Reputation: 1491
I have a unique situation. Users of my site can submit articles for other users to review, however they can restrict who can review the articles by age and by country. My issue is that instead of having 250 records (1 for each country linking to the article) I thought it fitting to store all 250 countries (or whichever countries they want to be visible to other users) in JSON format in a text field in the database. This way I would only need one record per article. I'm not sure if the performance will suffer terribly? The site will handle between 1-2 million users and the number of articles submitted for review will be rather large as well. The only "processing" that would be done is each user's country is stored in the database and it would be checked against the country array for an article to see if that user is allowed to review that article.
What do you guys think? Am I over-thinking 250 records for each article is a lot?
Upvotes: 4
Views: 4729
Reputation: 33504
I think that storing the data in a lookup table is perfectly acceptable. It gives you much more freedom in the future if something changes, and as long as you nicely index the tables, performance won't be sufffering too much.

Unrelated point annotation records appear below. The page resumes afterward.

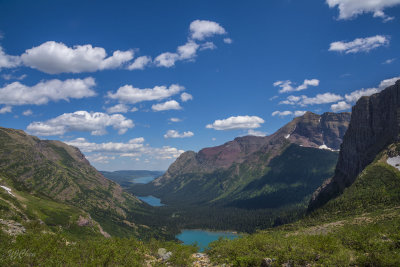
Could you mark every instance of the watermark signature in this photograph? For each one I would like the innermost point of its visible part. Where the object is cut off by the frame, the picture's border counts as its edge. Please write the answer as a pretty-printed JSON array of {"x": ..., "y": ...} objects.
[{"x": 19, "y": 254}]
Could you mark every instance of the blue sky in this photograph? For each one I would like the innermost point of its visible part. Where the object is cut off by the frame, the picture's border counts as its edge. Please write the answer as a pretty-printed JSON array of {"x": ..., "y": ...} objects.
[{"x": 135, "y": 83}]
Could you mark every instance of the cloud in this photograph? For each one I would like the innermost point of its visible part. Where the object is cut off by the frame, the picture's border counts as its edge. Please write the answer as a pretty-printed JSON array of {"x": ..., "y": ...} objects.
[
  {"x": 7, "y": 61},
  {"x": 389, "y": 61},
  {"x": 135, "y": 148},
  {"x": 352, "y": 8},
  {"x": 238, "y": 122},
  {"x": 256, "y": 133},
  {"x": 172, "y": 104},
  {"x": 140, "y": 63},
  {"x": 175, "y": 120},
  {"x": 360, "y": 44},
  {"x": 228, "y": 40},
  {"x": 299, "y": 113},
  {"x": 44, "y": 92},
  {"x": 342, "y": 105},
  {"x": 200, "y": 29},
  {"x": 296, "y": 113},
  {"x": 317, "y": 100},
  {"x": 27, "y": 112},
  {"x": 208, "y": 46},
  {"x": 187, "y": 51},
  {"x": 53, "y": 58},
  {"x": 6, "y": 109},
  {"x": 282, "y": 113},
  {"x": 186, "y": 97},
  {"x": 8, "y": 77},
  {"x": 176, "y": 134},
  {"x": 81, "y": 121},
  {"x": 286, "y": 86},
  {"x": 134, "y": 145},
  {"x": 130, "y": 94},
  {"x": 119, "y": 108},
  {"x": 355, "y": 95},
  {"x": 166, "y": 59}
]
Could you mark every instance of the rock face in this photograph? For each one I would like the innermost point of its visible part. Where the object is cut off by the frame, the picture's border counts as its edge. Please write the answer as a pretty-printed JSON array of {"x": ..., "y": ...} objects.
[
  {"x": 309, "y": 130},
  {"x": 237, "y": 172},
  {"x": 375, "y": 123},
  {"x": 61, "y": 173}
]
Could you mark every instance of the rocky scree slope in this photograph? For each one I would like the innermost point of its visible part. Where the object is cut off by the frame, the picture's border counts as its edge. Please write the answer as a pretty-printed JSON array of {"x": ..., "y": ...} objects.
[
  {"x": 223, "y": 174},
  {"x": 52, "y": 170},
  {"x": 375, "y": 123}
]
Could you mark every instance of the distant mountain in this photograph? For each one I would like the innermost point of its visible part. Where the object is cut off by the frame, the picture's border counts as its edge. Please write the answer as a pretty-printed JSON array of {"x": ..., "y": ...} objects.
[
  {"x": 125, "y": 177},
  {"x": 256, "y": 172},
  {"x": 375, "y": 124},
  {"x": 55, "y": 184}
]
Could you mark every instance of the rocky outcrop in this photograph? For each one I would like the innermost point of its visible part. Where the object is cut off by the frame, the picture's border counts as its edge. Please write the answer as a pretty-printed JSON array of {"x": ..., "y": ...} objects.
[
  {"x": 375, "y": 123},
  {"x": 61, "y": 173},
  {"x": 309, "y": 130},
  {"x": 238, "y": 170}
]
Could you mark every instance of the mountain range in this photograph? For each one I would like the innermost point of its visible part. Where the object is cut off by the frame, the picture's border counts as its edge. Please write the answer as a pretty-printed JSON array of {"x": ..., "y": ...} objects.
[
  {"x": 54, "y": 184},
  {"x": 353, "y": 218},
  {"x": 256, "y": 172}
]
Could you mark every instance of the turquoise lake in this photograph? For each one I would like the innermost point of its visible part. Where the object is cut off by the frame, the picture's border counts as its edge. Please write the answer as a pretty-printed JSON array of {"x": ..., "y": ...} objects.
[
  {"x": 143, "y": 180},
  {"x": 153, "y": 201},
  {"x": 202, "y": 237}
]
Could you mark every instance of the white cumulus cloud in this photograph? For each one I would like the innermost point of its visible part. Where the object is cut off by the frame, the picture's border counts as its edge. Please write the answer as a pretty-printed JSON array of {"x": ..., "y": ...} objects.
[
  {"x": 236, "y": 122},
  {"x": 317, "y": 100},
  {"x": 282, "y": 113},
  {"x": 286, "y": 86},
  {"x": 27, "y": 112},
  {"x": 172, "y": 104},
  {"x": 360, "y": 44},
  {"x": 119, "y": 108},
  {"x": 256, "y": 133},
  {"x": 296, "y": 113},
  {"x": 176, "y": 134},
  {"x": 140, "y": 63},
  {"x": 200, "y": 29},
  {"x": 130, "y": 94},
  {"x": 7, "y": 61},
  {"x": 53, "y": 57},
  {"x": 175, "y": 120},
  {"x": 355, "y": 95},
  {"x": 134, "y": 148},
  {"x": 81, "y": 121},
  {"x": 352, "y": 8},
  {"x": 228, "y": 40},
  {"x": 342, "y": 105},
  {"x": 186, "y": 97},
  {"x": 44, "y": 92},
  {"x": 6, "y": 109}
]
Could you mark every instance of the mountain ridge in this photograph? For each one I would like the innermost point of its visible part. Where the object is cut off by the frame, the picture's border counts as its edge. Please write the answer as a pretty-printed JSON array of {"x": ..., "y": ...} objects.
[
  {"x": 223, "y": 174},
  {"x": 375, "y": 123}
]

Mysql easily handles data that is billions of records. Yes, you will need to ensure that you look after your data integrity - but adding a column to a lookup table versus changing an object that is stored in every single record suddenly seems much easier.

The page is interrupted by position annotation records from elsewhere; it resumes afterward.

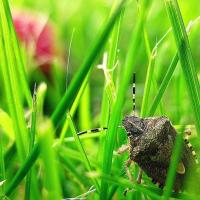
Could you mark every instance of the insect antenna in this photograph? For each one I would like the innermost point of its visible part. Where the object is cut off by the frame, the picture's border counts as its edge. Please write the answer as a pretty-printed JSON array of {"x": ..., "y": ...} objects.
[
  {"x": 133, "y": 87},
  {"x": 95, "y": 130}
]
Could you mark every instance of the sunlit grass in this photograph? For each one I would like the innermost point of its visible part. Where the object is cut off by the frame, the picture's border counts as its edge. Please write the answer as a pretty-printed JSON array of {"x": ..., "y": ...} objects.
[{"x": 41, "y": 155}]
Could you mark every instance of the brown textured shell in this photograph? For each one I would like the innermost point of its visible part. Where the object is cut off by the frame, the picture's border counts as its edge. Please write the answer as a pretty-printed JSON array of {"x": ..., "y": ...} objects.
[{"x": 151, "y": 144}]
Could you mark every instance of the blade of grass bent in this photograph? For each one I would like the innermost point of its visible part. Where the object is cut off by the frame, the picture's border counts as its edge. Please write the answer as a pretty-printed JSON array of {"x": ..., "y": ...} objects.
[
  {"x": 11, "y": 84},
  {"x": 163, "y": 85},
  {"x": 176, "y": 153},
  {"x": 23, "y": 170},
  {"x": 81, "y": 149},
  {"x": 31, "y": 144},
  {"x": 19, "y": 68},
  {"x": 116, "y": 113},
  {"x": 185, "y": 57},
  {"x": 68, "y": 98},
  {"x": 51, "y": 183}
]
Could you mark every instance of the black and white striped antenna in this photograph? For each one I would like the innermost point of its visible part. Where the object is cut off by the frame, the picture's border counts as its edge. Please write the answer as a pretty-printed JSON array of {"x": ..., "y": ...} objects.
[{"x": 134, "y": 101}]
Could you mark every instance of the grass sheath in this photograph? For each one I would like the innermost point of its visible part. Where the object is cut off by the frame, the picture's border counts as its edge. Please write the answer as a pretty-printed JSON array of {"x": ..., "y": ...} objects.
[
  {"x": 116, "y": 113},
  {"x": 67, "y": 100},
  {"x": 185, "y": 56}
]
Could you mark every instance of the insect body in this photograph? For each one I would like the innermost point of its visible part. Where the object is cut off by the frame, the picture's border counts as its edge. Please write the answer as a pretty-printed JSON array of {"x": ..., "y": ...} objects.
[{"x": 151, "y": 141}]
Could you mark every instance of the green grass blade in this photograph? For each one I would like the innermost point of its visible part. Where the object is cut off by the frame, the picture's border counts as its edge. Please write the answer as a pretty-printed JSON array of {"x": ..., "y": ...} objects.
[
  {"x": 31, "y": 144},
  {"x": 2, "y": 166},
  {"x": 185, "y": 57},
  {"x": 163, "y": 85},
  {"x": 11, "y": 83},
  {"x": 81, "y": 149},
  {"x": 67, "y": 100},
  {"x": 51, "y": 178},
  {"x": 176, "y": 154},
  {"x": 116, "y": 113},
  {"x": 23, "y": 170},
  {"x": 148, "y": 83},
  {"x": 19, "y": 68}
]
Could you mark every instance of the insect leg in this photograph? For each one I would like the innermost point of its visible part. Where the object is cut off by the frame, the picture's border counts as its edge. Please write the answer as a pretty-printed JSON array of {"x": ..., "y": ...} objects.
[
  {"x": 123, "y": 149},
  {"x": 128, "y": 173},
  {"x": 139, "y": 178},
  {"x": 127, "y": 164},
  {"x": 134, "y": 102},
  {"x": 188, "y": 133},
  {"x": 95, "y": 130}
]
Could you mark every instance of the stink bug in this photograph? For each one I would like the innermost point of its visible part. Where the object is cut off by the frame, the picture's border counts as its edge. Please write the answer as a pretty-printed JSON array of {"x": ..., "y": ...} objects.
[{"x": 151, "y": 142}]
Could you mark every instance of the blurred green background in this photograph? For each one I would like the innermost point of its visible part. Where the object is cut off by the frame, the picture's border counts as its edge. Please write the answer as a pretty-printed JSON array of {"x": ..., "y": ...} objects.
[{"x": 55, "y": 39}]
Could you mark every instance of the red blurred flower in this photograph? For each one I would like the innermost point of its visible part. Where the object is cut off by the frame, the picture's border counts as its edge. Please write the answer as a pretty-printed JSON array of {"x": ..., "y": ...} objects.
[{"x": 36, "y": 32}]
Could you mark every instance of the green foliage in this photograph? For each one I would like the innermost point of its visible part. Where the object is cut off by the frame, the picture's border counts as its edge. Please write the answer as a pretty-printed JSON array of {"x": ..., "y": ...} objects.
[{"x": 41, "y": 155}]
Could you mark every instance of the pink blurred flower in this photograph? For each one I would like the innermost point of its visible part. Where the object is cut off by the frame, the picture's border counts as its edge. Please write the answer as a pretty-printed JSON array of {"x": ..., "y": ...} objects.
[{"x": 36, "y": 32}]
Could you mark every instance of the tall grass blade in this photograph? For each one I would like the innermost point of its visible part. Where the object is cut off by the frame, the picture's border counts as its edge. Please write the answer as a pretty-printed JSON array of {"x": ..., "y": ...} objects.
[
  {"x": 185, "y": 57},
  {"x": 70, "y": 95},
  {"x": 116, "y": 113},
  {"x": 10, "y": 79}
]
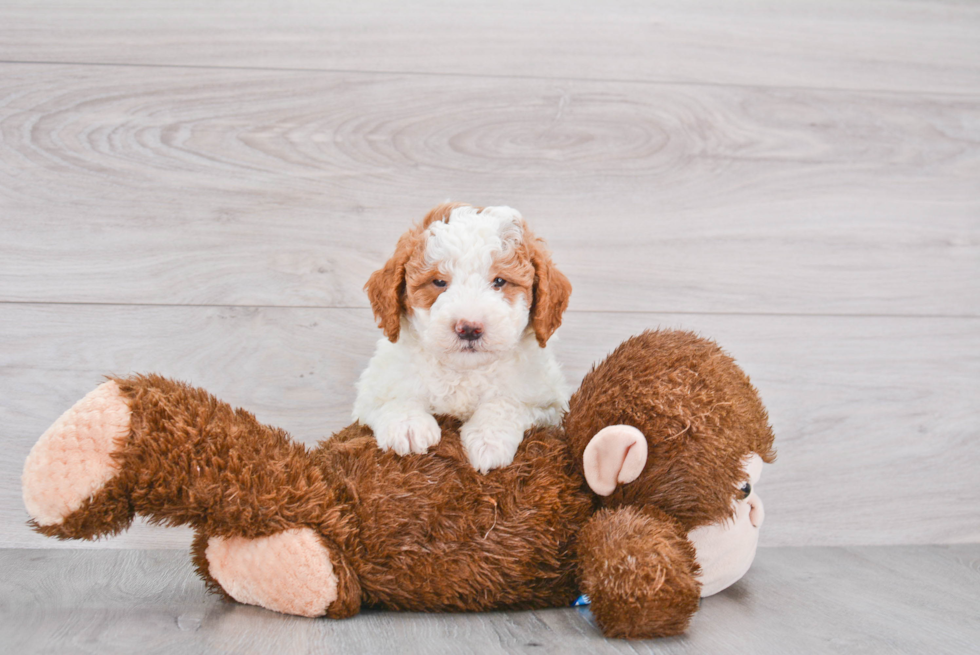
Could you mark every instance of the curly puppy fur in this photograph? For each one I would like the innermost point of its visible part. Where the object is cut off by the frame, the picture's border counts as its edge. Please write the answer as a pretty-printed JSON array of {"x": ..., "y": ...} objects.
[
  {"x": 428, "y": 532},
  {"x": 467, "y": 303}
]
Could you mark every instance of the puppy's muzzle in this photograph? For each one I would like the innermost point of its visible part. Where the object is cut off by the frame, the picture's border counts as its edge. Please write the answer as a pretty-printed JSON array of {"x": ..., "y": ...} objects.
[{"x": 469, "y": 331}]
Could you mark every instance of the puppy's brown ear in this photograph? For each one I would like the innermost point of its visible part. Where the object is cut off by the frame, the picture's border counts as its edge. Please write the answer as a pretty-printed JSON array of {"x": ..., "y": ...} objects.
[
  {"x": 551, "y": 292},
  {"x": 386, "y": 288}
]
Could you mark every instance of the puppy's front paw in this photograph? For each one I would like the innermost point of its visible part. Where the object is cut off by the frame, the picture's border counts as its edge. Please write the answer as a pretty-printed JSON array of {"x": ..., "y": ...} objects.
[
  {"x": 489, "y": 449},
  {"x": 411, "y": 433}
]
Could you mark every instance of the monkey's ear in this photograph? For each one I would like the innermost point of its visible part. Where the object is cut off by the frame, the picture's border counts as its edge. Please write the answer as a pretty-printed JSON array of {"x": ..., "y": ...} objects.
[
  {"x": 617, "y": 454},
  {"x": 386, "y": 288}
]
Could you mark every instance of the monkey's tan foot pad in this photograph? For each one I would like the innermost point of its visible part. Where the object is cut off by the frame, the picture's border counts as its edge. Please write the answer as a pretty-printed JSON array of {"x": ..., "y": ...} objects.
[
  {"x": 289, "y": 572},
  {"x": 71, "y": 464}
]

Just make sure that you are keeping the data properly - as in you aren't repeating information that doesn't have to be repeated. Keep countries in one table, and a simple ID in the lookup table that references it.
Upvotes: 5
Reputation: 52107
JSON will prevent the DBMS from checking the validity of countries that you wish to store. It's basically an opaque text, so the DBMS cannot enforce referential integrity (foreign keys).

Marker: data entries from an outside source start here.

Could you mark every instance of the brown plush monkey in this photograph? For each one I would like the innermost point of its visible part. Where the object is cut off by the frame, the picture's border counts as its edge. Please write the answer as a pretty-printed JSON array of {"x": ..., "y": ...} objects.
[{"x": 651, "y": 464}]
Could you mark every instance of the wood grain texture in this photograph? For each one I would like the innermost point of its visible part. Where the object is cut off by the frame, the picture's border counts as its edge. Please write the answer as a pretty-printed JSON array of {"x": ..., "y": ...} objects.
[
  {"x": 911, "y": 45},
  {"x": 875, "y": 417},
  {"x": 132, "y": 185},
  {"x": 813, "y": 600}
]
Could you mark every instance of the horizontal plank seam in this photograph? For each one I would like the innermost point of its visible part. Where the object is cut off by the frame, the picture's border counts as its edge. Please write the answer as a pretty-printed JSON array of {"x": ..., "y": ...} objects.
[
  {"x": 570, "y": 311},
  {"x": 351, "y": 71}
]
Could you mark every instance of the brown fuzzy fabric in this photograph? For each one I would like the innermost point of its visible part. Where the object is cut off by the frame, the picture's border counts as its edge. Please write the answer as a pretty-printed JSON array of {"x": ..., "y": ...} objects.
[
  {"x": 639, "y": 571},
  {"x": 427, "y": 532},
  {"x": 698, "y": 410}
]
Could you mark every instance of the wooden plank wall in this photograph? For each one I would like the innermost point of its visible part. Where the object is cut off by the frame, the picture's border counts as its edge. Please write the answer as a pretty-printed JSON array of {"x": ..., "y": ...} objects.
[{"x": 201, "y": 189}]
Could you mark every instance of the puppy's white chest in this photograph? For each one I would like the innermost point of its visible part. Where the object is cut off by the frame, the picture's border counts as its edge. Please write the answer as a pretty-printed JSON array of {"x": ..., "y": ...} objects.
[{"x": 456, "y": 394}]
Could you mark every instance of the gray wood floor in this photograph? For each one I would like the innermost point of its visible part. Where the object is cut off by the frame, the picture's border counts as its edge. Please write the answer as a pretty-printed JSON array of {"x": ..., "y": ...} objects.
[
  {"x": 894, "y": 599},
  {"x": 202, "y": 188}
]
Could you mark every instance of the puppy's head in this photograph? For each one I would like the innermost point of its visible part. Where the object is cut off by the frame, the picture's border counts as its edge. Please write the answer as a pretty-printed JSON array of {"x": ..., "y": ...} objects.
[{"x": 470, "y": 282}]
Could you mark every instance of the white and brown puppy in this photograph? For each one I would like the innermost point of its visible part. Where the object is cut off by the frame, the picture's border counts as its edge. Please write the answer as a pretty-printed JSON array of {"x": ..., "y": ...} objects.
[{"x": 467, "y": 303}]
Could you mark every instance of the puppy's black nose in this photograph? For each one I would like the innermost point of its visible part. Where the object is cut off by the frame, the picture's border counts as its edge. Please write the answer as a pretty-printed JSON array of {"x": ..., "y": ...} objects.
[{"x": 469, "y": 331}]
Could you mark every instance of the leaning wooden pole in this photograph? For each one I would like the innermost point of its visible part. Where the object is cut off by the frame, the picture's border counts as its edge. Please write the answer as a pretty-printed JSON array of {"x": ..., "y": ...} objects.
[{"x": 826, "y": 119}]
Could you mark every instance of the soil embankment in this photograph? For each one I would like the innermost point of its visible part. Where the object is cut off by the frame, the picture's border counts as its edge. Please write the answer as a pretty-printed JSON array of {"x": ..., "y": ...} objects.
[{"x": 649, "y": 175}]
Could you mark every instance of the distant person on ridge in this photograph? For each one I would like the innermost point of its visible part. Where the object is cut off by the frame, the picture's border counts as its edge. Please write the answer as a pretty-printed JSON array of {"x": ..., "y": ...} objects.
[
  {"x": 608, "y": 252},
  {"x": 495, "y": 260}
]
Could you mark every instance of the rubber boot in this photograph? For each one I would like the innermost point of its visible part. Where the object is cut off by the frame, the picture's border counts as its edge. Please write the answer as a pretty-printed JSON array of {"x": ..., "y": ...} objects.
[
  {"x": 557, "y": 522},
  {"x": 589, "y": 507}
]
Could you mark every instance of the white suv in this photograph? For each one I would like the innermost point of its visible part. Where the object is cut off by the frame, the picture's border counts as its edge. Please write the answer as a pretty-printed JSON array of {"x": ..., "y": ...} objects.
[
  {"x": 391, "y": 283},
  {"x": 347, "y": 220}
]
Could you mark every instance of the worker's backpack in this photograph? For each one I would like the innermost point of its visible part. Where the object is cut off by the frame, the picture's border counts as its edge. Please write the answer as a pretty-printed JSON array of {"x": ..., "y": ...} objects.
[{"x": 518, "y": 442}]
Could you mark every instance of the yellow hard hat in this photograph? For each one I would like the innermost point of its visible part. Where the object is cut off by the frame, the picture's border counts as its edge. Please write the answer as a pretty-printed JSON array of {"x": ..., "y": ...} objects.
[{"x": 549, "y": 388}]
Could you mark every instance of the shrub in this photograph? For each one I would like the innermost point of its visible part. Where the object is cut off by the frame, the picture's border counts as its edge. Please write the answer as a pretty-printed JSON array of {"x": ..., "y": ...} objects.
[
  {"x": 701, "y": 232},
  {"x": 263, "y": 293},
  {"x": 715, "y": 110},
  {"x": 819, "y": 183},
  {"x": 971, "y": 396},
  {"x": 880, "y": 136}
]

And even if you don't need to query on countries (which is a pretty big if), you'll at least need to parse JSON before checking for a particular country.
JSON can be a good match for hierarchical data, but this is just a simple set (a country is either element of the set or not), which can be nicely represented by a separate junction table ARTICLE_COUNTRY, which can then be maintained and searched efficiently:
This junction table would link only to countries in which the article is accessible. If most articles are accessible from most countries, you could even reverse the meaning of the junction table and only store "forbidden" countries, thus lowering the overall number of rows.
Upvotes: 0
Reputation: 63
You can have a separate table for Countries and have their IDs stored with the article table.
You can have Options for All Countries, Asia, Europe, North America, South America etc. stored in your countries tables.
Upvotes: 0
Reputation: 16298
You have a "country" table and a "article" table. I would make a third "country-article" consisting only of the indexes that should match. After all Mysql is relational. If you're worried about performance, benchmark.
Upvotes: 1
Reputation: 1751
I would use another table instead for that data, and make a unique column to match it.
Upvotes: 1
Reputation: 3911
One option might be to use a bitfield to represent your countries, using the MySQL bit or binary type. This would allow you to store the information for each contry in a single bit, which would only end up requiring 32 additional bytes per record(8 bits/byte * 32 bytes = 256 bits).
I'm not certain, but it might even be possible to query using bitwise operations, which could potentially be very fast.
Upvotes: 0
Reputation: 6432
In short I would say that storing Json Data within a column in a Relational database is fine if you are not going to be querying data based on that column.
If you will be needing to look up data based on that column there would be a huge performance hit to having to parse the json prior to excluding data thus this would be a no no.
We ran into this issue at my job on a smaller scale and storing json of the properties in the database has worked well to not increase the complexity of the database for non searched properties.
Upvotes: 3